From then on, Ole Aakjær ran his own advertising agency for 25 years. His creative talent made the agency a huge commercial success and the company grew rapidly. His creative mind managed to constantly adapt his business to the ongoing changes of the advertising industry, but life as an agency CEO was too much board room and whiteboard – and not enough art and creativity.

He tried to escape. He sold his agency and started over – with a new smaller agency. Again, he was a great commercial success, and again he was eventually stressed out by the demands of the clients, the never-ending meetings and the boring budgets. The lack of creativity and art with time stole his inspiration and joy of life.

Through the years, Ole had always surrounded himself with art and artistic souls; he ran a gallery, exhibited and collected art, helped and inspired artists. Art was always there, constantly intruding, but the expectations of the world and the pursuit of commercial success had always won – drawn him back, when he tried to escape. Until now.

In the summer of 2014, Ole took a long vacation to recharge and regain his inspiration. In the family summerhouse he borrowed his wife’s watercolors and rediscovered the serenity that creativity and deep concentration had always given him. Managing the watercolors took all his energy and attention and forced him to shut everything else out. Suddenly, he rediscovered the creative bubble of his childhood – and the joy and inspiration that came with it.

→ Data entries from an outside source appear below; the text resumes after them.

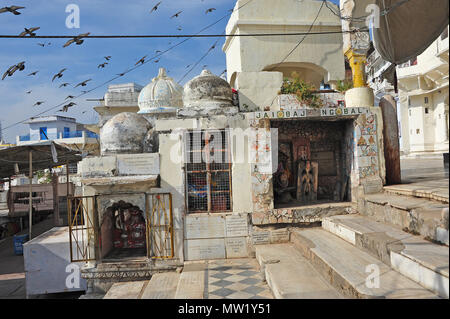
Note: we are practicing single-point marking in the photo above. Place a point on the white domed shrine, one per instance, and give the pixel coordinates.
(161, 95)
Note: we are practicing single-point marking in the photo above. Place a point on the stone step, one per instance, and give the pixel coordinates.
(433, 190)
(192, 281)
(162, 286)
(126, 290)
(420, 260)
(355, 273)
(419, 216)
(290, 276)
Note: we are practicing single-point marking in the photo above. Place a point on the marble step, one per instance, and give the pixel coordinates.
(416, 215)
(192, 281)
(355, 273)
(290, 276)
(428, 190)
(162, 286)
(420, 260)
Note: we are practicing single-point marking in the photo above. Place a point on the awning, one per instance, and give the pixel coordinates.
(409, 27)
(45, 155)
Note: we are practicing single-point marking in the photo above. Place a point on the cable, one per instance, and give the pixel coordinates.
(304, 37)
(384, 12)
(170, 36)
(130, 70)
(298, 44)
(196, 63)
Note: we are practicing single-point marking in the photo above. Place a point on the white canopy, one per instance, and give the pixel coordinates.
(409, 27)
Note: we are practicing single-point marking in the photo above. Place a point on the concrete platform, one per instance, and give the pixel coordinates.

He posted his first painting on Facebook – for the fun of it. It sold immediately. He then posted a second and a third. They also sold. And with that, Ole’s soul finally left the advertising industry for good.
A gallery owner from Copenhagen quickly spotted Ole’s unique talent, and the first exhibition turned into a solo exhibition. Which sold out. As did most of his exhibitions. Within a year there was a waitlist to buy an Ole Aakjær orginal.

Shortly after, sold-out exhibitions in i.e. Montreal, Oslo and Paris, led to an international breakthrough and permanent gallery representation in New York and Montreal. And then the museums followed.

In 2021, Ole Aakjær will open his first museum exhibitions – in Denmark and in China. Just 7 years after his creative and artistic mind and his crave for freedom finally won the battle.

Ole Aakjær’s massive popularity is primarily rooted in the fact that his work touches people and triggers strong emotions – because they invite people and their own story into the painting. His techniques are unparalleled as is his ability to focus on each piece and let the world around him disappear. The watercolors demand an extreme focus that he loves and masters – his childhood bubble all over again.

Ole is in many ways a quirky artist. He has his own way, he provokes, he goes against the flow and challenges norms and conventions – in art and in life. Not just for the sake of it, but because it is his core and nature. He has a creative and artistic hunger – like the little rebellious, yet sensitive boy – completely lost from the world in his own creative bubble.

He explores, plays, develops and changes all the time. He is unsnobbish, happy and generous, but at the same time a sensitive soul with an enormous vulnerability. A vulnerability and empathy that emerges in his art and touches his audience.

In his studio, he becomes a little boy again. Equally obsessed, equally ambitious. In perpetual pursuit of focus, tranquility and new creative paths and detours.